Why is the CPU overhead of tokio tasks significantly higher than that of goroutines? #6257

Sunshine40 · 2023-12-31T10:27:44Z

Sunshine40
Dec 31, 2023

Someone else did a benchmark:

Goroutine

package main

import (
	"fmt"
	"sync/atomic"
	"time"
)

var AAA atomic.Int64

func fff() {
	for {
		time.Sleep(time.Millisecond * 15)
		AAA.Add(1)
	}
}
func main() {
	for i := 0; i < 10000; i++ {
		go fff()
	}
	fmt.Println("begin")
	var s string
	for {
		fmt.Scanln(&s)
		fmt.Println(AAA.Load(), time.Now())
	}
}

Tokio Task

use std::sync::atomic::{AtomicI64, Ordering};
static NUM: AtomicI64 = AtomicI64::new(0);
async fn fff() {
    let t = tokio::time::Duration::from_millis(15);
    loop {
        tokio::time::sleep(t).await;
        NUM.fetch_add(1, Ordering::Relaxed);
    }
}

#[tokio::main]
async fn main() {
    let mut i = 0;

    while i < 10000 {
        tokio::task::spawn(fff());
        i = i + 1;
    }
    println!("over");
    loop {
        let mut s = String::new();
        std::io::stdin().read_line(&mut s).unwrap();
        println!(
            "{0} {1}",
            NUM.load(Ordering::Relaxed),
            chrono::Local::now().format("%Y-%m-%d %H:%M:%S").to_string()
        );
    }
}

Another tokio task version with channels:

use tokio::sync::{mpsc, watch};

async fn collector(mut reporter: mpsc::Receiver<usize>, publisher: watch::Sender<usize>) {
    let mut sum = 0;
    while let Some(i) = reporter.recv().await {
        sum += i;
        publisher.send(sum).unwrap()
    }
}

async fn worker(reporter: mpsc::Sender<usize>) {
    let mut interval = tokio::time::interval(tokio::time::Duration::from_millis(15));
    loop {
        interval.tick().await;
        reporter.send(1).await.unwrap()
    }
}

#[tokio::main()]
async fn main() {
    let (mpsc_tx, mpsc_rx) = mpsc::channel(16);
    let (watch_tx, watch_rx) = watch::channel(0);

    for _ in 0..100000 {
        tokio::task::spawn(worker(mpsc_tx.clone()));
    }
    tokio::task::spawn(collector(mpsc_rx, watch_tx));

    println!("preparation over");

    tokio::task::spawn_blocking(move || loop {
        let mut s = String::new();
        std::io::stdin().read_line(&mut s).unwrap();
        println!(
            "{0} {1}",
            *watch_rx.borrow(),
            chrono::Local::now().format("%Y-%m-%d %H:%M:%S")
        );
    })
    .await
    .unwrap();
}

(Tested on my own laptop with an i7-10750H CPU)
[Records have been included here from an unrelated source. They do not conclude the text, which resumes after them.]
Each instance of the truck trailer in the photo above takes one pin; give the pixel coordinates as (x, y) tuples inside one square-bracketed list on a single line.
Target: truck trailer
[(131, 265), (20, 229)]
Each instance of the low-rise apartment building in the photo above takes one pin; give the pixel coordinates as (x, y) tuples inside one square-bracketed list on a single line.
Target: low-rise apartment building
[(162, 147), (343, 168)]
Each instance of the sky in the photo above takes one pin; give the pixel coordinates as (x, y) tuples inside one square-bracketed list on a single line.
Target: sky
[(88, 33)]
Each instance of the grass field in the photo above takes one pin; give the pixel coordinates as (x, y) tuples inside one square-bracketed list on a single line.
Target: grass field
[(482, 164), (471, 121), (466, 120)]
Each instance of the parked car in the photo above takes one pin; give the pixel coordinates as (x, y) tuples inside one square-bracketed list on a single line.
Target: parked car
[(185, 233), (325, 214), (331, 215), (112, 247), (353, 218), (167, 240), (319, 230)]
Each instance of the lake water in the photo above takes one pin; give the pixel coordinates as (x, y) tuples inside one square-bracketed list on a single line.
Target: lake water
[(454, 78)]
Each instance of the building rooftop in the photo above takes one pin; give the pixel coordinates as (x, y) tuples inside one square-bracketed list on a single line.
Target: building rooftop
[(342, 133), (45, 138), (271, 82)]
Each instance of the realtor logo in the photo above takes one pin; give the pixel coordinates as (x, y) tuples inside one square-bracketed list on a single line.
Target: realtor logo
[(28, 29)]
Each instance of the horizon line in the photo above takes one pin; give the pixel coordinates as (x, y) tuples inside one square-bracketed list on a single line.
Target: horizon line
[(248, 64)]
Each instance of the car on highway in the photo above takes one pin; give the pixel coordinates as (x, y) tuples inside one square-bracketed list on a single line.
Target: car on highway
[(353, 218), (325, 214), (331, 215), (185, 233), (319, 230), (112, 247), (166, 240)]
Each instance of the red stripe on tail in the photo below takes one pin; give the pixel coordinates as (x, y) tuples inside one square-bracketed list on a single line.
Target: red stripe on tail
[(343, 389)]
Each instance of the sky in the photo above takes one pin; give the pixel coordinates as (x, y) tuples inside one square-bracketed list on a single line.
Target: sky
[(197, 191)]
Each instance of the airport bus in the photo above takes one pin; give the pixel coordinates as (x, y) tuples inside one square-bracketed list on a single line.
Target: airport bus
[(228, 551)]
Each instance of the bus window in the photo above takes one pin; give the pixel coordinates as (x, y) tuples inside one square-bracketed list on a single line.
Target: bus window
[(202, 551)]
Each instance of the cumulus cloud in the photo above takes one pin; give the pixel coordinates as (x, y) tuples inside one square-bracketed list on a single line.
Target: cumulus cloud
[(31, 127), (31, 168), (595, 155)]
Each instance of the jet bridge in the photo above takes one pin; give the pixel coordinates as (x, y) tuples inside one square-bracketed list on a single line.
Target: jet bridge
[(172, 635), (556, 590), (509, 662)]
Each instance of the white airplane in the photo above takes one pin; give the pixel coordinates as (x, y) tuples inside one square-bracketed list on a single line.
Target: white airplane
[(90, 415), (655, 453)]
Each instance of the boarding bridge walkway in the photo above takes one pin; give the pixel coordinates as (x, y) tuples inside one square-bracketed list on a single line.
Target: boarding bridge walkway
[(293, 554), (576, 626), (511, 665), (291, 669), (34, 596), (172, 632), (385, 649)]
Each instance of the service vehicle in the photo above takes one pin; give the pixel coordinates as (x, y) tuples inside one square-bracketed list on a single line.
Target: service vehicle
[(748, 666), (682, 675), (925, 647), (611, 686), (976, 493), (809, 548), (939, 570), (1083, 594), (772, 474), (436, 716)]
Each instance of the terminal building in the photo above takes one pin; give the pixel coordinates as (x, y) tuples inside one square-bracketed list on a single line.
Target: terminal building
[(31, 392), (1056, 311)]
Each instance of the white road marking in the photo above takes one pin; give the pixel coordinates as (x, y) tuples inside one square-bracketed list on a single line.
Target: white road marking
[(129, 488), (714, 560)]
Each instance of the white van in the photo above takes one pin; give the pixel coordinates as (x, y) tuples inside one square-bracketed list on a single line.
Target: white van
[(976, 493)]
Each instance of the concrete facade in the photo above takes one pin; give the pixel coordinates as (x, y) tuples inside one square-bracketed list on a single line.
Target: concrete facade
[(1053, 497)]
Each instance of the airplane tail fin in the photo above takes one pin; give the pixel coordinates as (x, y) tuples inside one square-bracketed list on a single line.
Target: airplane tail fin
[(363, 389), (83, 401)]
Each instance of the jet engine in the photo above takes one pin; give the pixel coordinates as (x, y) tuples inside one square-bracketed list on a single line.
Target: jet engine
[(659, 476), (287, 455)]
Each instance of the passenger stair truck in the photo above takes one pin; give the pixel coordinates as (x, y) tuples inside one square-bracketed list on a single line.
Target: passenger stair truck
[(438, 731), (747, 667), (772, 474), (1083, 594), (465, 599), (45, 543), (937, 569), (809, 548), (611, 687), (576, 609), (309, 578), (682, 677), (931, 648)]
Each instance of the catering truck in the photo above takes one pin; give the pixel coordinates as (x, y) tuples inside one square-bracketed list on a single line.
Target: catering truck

(Goroutine version on my laptop)

I know that we're not supposed to use tokio for

Speeding up CPU-bound computations by running them in parallel on several threads. Tokio is designed for IO-bound applications where each individual task spends most of its time waiting for IO. If the only thing your application does is run computations in parallel, you should be using rayon.

while goroutine is designed as a "general-purpose" coroutine.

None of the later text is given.